Official data has revealed that the Government raised a record £7.7billion from Stamp Duty Land Tax (SDLT) in the first eight months of the 2016/17 financial year – despite a significant fall in the number of homes sold during the same period.
Data revealed by HM Revenue & Customs (HMRC) suggests that 782,000 residential properties were sold between April and November, in comparison with 868,000 sold during the same period in 2015/16. Despite this, SDLT revenue increased by 12 per cent.

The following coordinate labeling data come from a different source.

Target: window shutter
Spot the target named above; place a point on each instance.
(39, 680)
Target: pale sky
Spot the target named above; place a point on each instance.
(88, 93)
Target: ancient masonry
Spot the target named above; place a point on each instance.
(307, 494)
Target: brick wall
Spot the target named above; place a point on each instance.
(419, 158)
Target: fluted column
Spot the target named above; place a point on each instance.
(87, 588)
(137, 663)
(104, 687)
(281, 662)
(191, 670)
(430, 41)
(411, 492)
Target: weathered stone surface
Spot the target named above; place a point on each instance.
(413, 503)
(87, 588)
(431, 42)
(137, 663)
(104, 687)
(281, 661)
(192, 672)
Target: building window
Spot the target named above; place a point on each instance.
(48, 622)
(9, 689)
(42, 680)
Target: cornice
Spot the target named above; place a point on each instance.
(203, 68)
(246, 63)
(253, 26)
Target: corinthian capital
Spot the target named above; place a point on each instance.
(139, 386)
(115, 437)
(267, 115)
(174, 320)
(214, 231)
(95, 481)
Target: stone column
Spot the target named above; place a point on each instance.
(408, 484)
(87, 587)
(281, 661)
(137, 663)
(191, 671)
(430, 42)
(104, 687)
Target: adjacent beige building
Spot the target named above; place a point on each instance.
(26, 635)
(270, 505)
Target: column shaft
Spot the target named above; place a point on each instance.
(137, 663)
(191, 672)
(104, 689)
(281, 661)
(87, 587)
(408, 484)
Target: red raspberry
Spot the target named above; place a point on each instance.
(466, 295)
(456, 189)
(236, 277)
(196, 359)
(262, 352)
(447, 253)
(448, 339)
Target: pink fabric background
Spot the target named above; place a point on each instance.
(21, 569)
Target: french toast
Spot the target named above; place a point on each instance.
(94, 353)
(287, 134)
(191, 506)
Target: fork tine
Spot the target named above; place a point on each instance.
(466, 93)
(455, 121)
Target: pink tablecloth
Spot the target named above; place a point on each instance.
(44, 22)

Commentators have speculated that recent SDLT changes, such as a tax overhaul in December 2014 and the introduction of a three per cent surcharge payable upon second property purchases in April 2016, explain the Government’s increased tax take against a backdrop of falling property sales.
Jonathan Hopper, managing director of Garrington Property Finders, said that buy-to-let investors across the country felt “aggrieved” by recent SDLT changes – as demonstrated by numerous calls for reform led by property bodies in recent months.
However, he said that any calls for the three per cent surcharge to “be reversed” were likely to “fall on deaf ears”.
Meanwhile, property commentator Henry Pryor added that a recent fall in the number of transactions at “the top end of the market” may eventually feed into the Government’s tax take.
He said: “Estate agents estimate that more than 40 per cent of SDLT revenue comes from within the M25.
“And the number of all transactions in London was, in August, 39 per cent down on a year ago, so this will inevitably create a hole in the Chancellor’s accounts in due course.”